Hello all!
I know this question has been asked but I have done some testing and can not find a forum that applies and works for our specific scenario. This should be fairly straight forward but I am not the best at scripting or mangle rules so I am hoping the community can help! This is also a two part question!
We have a customer that has a Mikrotik as their gateway router. They have Comcast as their primary ISP and it is setup fairly standard (static public, quad zero, etc...). They have recently added a secondary internet connection with fiber via Century Link. The Comcast line connects to ether1 and the Century Link connects to ether13. There is a quad zero route for both WAN connections and both are verified. If we fail over to the fiber line, all traffic fails over as it should. Previously, they had a separate router that had a T1 line. The fiber is a bit of an upgrade. Key part here is the T1 connected to a different router than the primary line, while the fiber actually connects to the same router. This is also the corporate location for our largest and most important customer so we really do not want to risk downtime if avoidable.
Question 1
The problem is currently both WAN interfaces are not pingable. So, we can only ping the WAN interface that is active at that moment. I understand why this is happening but am not sure how to fix it. I have read some forums about setting up mangle rules that tag the inbound traffic and send it back out the same default route but I had issues getting it to work and was hoping I could get some help with the configuration.
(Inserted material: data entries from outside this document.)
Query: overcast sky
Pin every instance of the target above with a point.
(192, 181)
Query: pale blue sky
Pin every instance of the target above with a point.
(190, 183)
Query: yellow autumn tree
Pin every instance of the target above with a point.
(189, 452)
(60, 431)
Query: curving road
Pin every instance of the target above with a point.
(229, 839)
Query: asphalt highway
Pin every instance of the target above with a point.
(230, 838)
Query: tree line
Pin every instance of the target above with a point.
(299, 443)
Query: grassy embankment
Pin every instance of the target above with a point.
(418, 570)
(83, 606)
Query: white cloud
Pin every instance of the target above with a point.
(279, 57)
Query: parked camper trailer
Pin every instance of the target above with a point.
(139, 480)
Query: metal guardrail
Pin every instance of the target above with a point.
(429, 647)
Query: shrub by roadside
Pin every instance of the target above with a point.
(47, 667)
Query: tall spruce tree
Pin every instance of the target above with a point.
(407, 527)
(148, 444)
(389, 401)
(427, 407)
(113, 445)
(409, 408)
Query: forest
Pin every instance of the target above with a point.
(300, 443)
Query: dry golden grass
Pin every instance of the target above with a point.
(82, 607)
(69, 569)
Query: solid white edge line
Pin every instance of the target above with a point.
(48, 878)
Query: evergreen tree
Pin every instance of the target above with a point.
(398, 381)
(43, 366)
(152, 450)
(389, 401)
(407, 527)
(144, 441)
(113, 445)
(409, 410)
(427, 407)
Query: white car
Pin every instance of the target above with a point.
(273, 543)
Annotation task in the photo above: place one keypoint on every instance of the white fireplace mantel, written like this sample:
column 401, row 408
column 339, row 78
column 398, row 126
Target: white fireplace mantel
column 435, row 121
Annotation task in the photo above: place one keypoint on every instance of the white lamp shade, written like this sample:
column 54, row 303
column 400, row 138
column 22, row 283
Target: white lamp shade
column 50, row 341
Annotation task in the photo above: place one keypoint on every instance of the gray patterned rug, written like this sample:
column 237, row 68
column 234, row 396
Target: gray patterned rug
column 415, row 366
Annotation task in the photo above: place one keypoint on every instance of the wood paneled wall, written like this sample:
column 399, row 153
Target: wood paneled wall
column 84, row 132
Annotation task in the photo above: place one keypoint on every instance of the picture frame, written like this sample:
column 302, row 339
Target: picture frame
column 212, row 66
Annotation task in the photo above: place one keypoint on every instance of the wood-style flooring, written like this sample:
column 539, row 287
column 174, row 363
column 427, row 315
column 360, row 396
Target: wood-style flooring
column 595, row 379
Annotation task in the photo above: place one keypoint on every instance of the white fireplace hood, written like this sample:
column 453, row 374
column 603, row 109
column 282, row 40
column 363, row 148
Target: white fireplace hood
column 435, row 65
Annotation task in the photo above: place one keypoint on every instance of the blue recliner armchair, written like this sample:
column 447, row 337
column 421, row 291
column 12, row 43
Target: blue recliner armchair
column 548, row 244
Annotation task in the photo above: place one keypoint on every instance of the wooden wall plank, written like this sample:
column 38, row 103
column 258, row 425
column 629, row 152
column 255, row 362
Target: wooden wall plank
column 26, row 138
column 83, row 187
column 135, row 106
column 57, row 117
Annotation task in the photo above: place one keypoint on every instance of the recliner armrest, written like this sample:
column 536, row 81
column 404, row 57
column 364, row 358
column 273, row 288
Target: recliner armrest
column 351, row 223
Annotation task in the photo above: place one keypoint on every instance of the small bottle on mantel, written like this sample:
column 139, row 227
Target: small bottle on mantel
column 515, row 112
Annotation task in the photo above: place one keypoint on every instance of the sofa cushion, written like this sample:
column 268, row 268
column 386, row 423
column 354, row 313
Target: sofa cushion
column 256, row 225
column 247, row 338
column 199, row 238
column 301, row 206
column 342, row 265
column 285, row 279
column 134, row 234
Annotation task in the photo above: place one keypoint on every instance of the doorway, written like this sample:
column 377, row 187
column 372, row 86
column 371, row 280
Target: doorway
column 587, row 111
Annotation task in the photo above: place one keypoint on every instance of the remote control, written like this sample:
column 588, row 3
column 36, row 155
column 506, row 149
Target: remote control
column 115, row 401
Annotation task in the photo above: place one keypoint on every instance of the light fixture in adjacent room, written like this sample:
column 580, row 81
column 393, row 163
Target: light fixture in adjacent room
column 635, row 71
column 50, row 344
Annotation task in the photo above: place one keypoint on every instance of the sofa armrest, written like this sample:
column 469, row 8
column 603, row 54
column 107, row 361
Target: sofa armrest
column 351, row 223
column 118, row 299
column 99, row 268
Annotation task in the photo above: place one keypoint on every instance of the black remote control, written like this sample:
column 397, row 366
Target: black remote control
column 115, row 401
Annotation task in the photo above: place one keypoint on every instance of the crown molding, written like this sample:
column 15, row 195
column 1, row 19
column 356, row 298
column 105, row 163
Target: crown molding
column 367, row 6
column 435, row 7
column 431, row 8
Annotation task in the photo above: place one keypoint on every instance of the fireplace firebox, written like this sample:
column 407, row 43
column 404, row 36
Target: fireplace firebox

Or is there a better way to do this?
Question 2
Historically, if the Comcast line went down we were able to log into the T1 router and get to the Comcast router and fail over the LAN. Since we are decommissioning the T1 router we are going ton lose this ability. As a scenario example.... If the Comcast internet connection fails a couple hops out then the default route on the gateway Mikrotik will not fail over, even though the internet is actually down. We had a previous customer that had a similar scenario and our old Network Admin setup a script that would ping something public, like 8.8.8.8, and if not available it would fail over to the other default route. The script often had issues with flapping the routes back and forth though and never worked correctly. What is the best way to handle this with Tiks? I guess if we can get the fiber pingable from question 1 it would allow us to get in and change the administrative distance if this occurred but it is not very automated.
I am more concerned with the first question currently but it would be nice to have a nice clean solution for both of these. Thoughts? I can provide configs or whatever is needed.